A January 6, 1951, Boxoffice item I found said that the Cinema was a former burlesque house taken over by Waxmann in 1940. It was still called the Cinema in 1951, and got the name Shore the next year.

The same item repeated the claim that the then-Shore (this house) had been the City Square, and added that it was once operated by Eddie O'Keefe, and was taken over on a lease by Waxmann in 1945. But the Cinema, at 1831 Atlantic, has to be the last theater to have had the name Shore, so the address currently given on the Shore page is wrong and actually belongs here on the Beach page.

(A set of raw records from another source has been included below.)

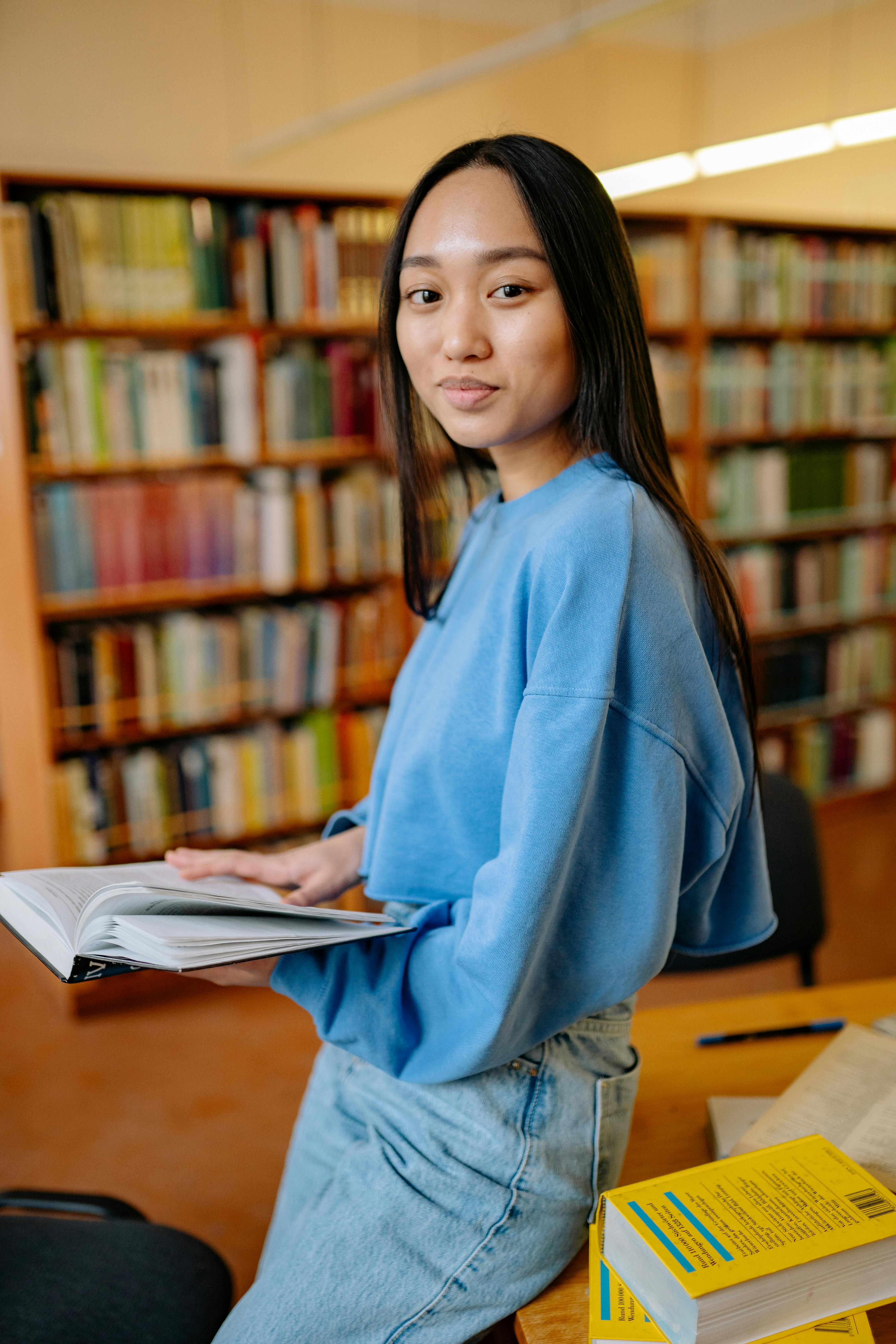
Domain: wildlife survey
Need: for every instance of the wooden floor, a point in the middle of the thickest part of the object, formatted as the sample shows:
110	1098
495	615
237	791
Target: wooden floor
186	1107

Comparing the 1981 photo of the Beach linked above by Lost Memory with the 1968 Shore photo he linked on the Shore page, they are both seen with their post-1950s names on the marquees. That would indicate that this house, which still had the name Beach in 1981, is the 1911 Embassy which became the City Square in the 1920s and the Shore in 1947 and finally the Beach in 1952. The front must date from the 1947 renovation by Waxmann, which would explain why it doesn’t look like a building from the 1920s (or 1911.)

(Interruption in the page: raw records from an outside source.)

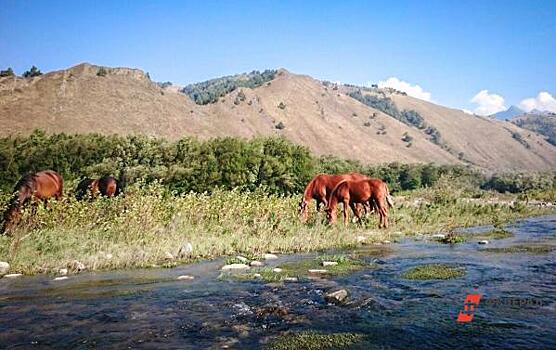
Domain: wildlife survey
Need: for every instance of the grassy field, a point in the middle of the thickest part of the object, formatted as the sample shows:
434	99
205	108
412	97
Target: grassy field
149	225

I hope this can finally unravel the confusion that has prevailed on the various Atlantic City theater pages.

Chuck1231
Chuck1231 on January 24, 2010 at 9:16 am

Joe I follow it better now and I agree with you on the City Square. This was one of those theatres that went through a multiple identity over the years.

kencmcintyre
kencmcintyre on January 27, 2010 at 4:07 pm

New building at 1318 or the same building as in the 1980s photos? What do you think? Take a look at the same brick building to the left in both photos.
http://tinyurl.com/y8qwxs2

Joe Vogel
Joe Vogel on January 27, 2010 at 7:13 pm

The building in Google street view does look like the Beach building in the 1981 photo, with some of the windows sealed up. The Bing Maps bird’s eye view shows that there’s auditorium behind it, too, and it looks quite old. The Beach has not been demolished— or at least hadn’t been at the time the Google and Bing images were made.

kencmcintyre
kencmcintyre on January 29, 2010 at 10:38 am

My guess would be that is the same building. The dimensions are too similar, besides no one wants to build anything new on Atlantic Avenue at this point.

Roger Katz
Roger Katz on May 2, 2010 at 3:56 am

Looking a the bird’s eye view from Bing that’s definitely a theatre building there. The status of this one should be changed to “Closed.”

BuckyKatt
BuckyKatt on March 20, 2012 at 12:24 am

As Roger Katz noted, the building still exists. I used to work a few doors down the street and frequented the stores there… the check cashing place is not connected to the theater… but the bodega and the tiny pizzeria are. Since 2nd floor space in AC is worthless, to my knowledge, only the first floor is utilized. The bodega is run by some Asians, but I can’t remember their names… and if you enter the store, you can see how the floor slopes like the original theater entrance. Also, in the back of the store is a normally closed passageway that when opened, you can see into the theater itself, with its floor sloped down towards the screen.